The number of charging stations in Germany is increasing noticeably. At the beginning of 2022 there were just 52,000 charging stations where electric cars and plug-in hybrids could be refueled, by the end of November 2022 the number was just over 70,000. But the substantial increase in itself cannot hide the fact that the gap between charging stations and electric cars is widening. Anyone who drives an electric car in everyday life has often felt it this year. The already increasingly tense situation in the inner cities in 2021 has worsened significantly in Europe and especially in Germany. The reason is obvious, because even if the pandemic and semiconductor crisis continue to have a stranglehold on the auto industry and hundreds of thousands of vehicles are waiting to be successively manufactured, more and more electric cars are rolling out onto the streets month after month.

And even if the number of charging stations is constantly growing, it is nowhere near keeping up with the cascade-like increase in production of the new electric models. Gone are the days when you simply pulled up in your car, chose the electric parking space and plugged the plug into the charging adapter. Especially in the inner cities, the situation with free parking spaces for electric vehicles has been looking bad for a long time. The situation is even more difficult in many multi-storey car parks, because here there are just a handful of charging stations for hundreds of parking spaces. Anyone who asks the various car park operators will get the same answer in unison. The costs of installing charging stations in an existing garage are high in an older building. In addition, in many garages on the individual floors, the infrastructure is not sufficient to get electricity for charging plugs in many parking spaces.

But it’s not just the charging stations that are at fault, but especially those that have a quick charge function that starts at at least 50 kilowatts. It looks even thinner when looking at the inner city maps of Munich, Stuttgart, Berlin or Hamburg when it comes to the particularly popular hyperchargers with a charging speed of at least 150 kilowatts. A major problem is the charging station monopoly. According to information from the Hamburg electricity provider Lichtblick, most of the charging points are firmly in the hands of the municipal energy operators.
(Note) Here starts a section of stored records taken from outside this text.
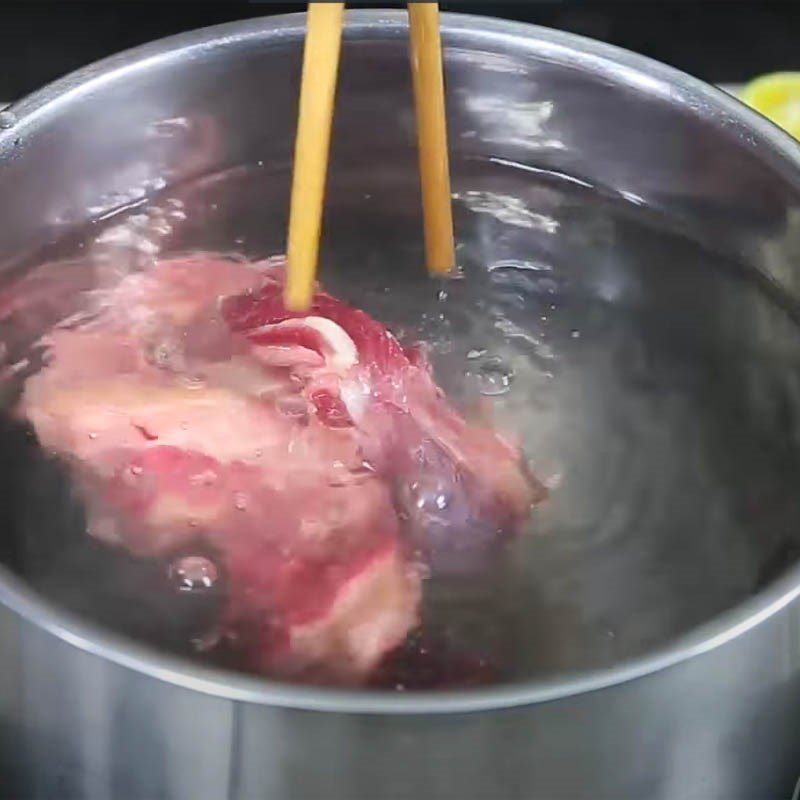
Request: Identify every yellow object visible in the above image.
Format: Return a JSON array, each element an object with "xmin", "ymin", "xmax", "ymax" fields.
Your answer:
[
  {"xmin": 408, "ymin": 3, "xmax": 455, "ymax": 273},
  {"xmin": 284, "ymin": 3, "xmax": 344, "ymax": 311},
  {"xmin": 739, "ymin": 72, "xmax": 800, "ymax": 139}
]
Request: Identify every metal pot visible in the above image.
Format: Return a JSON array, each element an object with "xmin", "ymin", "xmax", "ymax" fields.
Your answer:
[{"xmin": 0, "ymin": 11, "xmax": 800, "ymax": 800}]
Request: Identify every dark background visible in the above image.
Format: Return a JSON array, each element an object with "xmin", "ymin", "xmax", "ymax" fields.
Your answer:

According to this, Enercity operates 89 percent of all charging points in Hanover. The situation is also clear in Mannheim (90 percent MVV) and Wiesbaden (91 percent ESWE). A similar picture emerges in Munich (85 percent Stadtwerke München), Cologne (88 percent Rheinenergie), Munich and Hamburg (83 percent Stromnetz Hamburg). Berlin, where 70 percent of the charging stations belong to the Berliner Stadtwerke, stands out almost positively. The cities or the regional energy companies usually do their own thing – the car manufacturers who have been scolded can do little about it. Under the provider Ionity, these have been combined in one initiative, but this is primarily about an international fast-charging network along the large connecting routes in order to be able to adequately stand up to an electric competitor like Tesla.

One of the largest fast charging networks in Germany is operated by EnBW, which currently has more than 750 hyperchargers on its list. The number is expected to rise to 2,500 by 2025, but the charging parks are primarily located on motorways and traffic junctions. In the inner cities, the regional operators usually have the upper hand and want to earn money themselves – with slow charging stations. Therefore, operators like EnBW only come to inner cities through cooperations, which is why the fast charging stations are more and more frequently found in the parking lots of supermarkets, drugstores, burger chains or hardware stores. But here, too, things are slowly getting tighter, and not just at the weekend.

Because more and more customers are interested in an electric car. Last month, the number of new registrations with alternative drives rose by 11.2 to just under 46 percent. More than a quarter (26.8 percent / 10.7 percent) were new vehicles with an electric drive. Almost 15 percent of all new cars are currently purely electric cars – and the trend is rising sharply, with growth of 21.3 percent. The number would be even higher if automakers could deliver. Pandemic and semiconductor crises ensure that hundreds of thousands of vehicles with plugs are parked in the order books, which can currently only be produced and delivered with a delay of months. The number of electrified models is particularly high at Audi (69.1 percent), BMW (65 percent) and Mercedes (50 percent).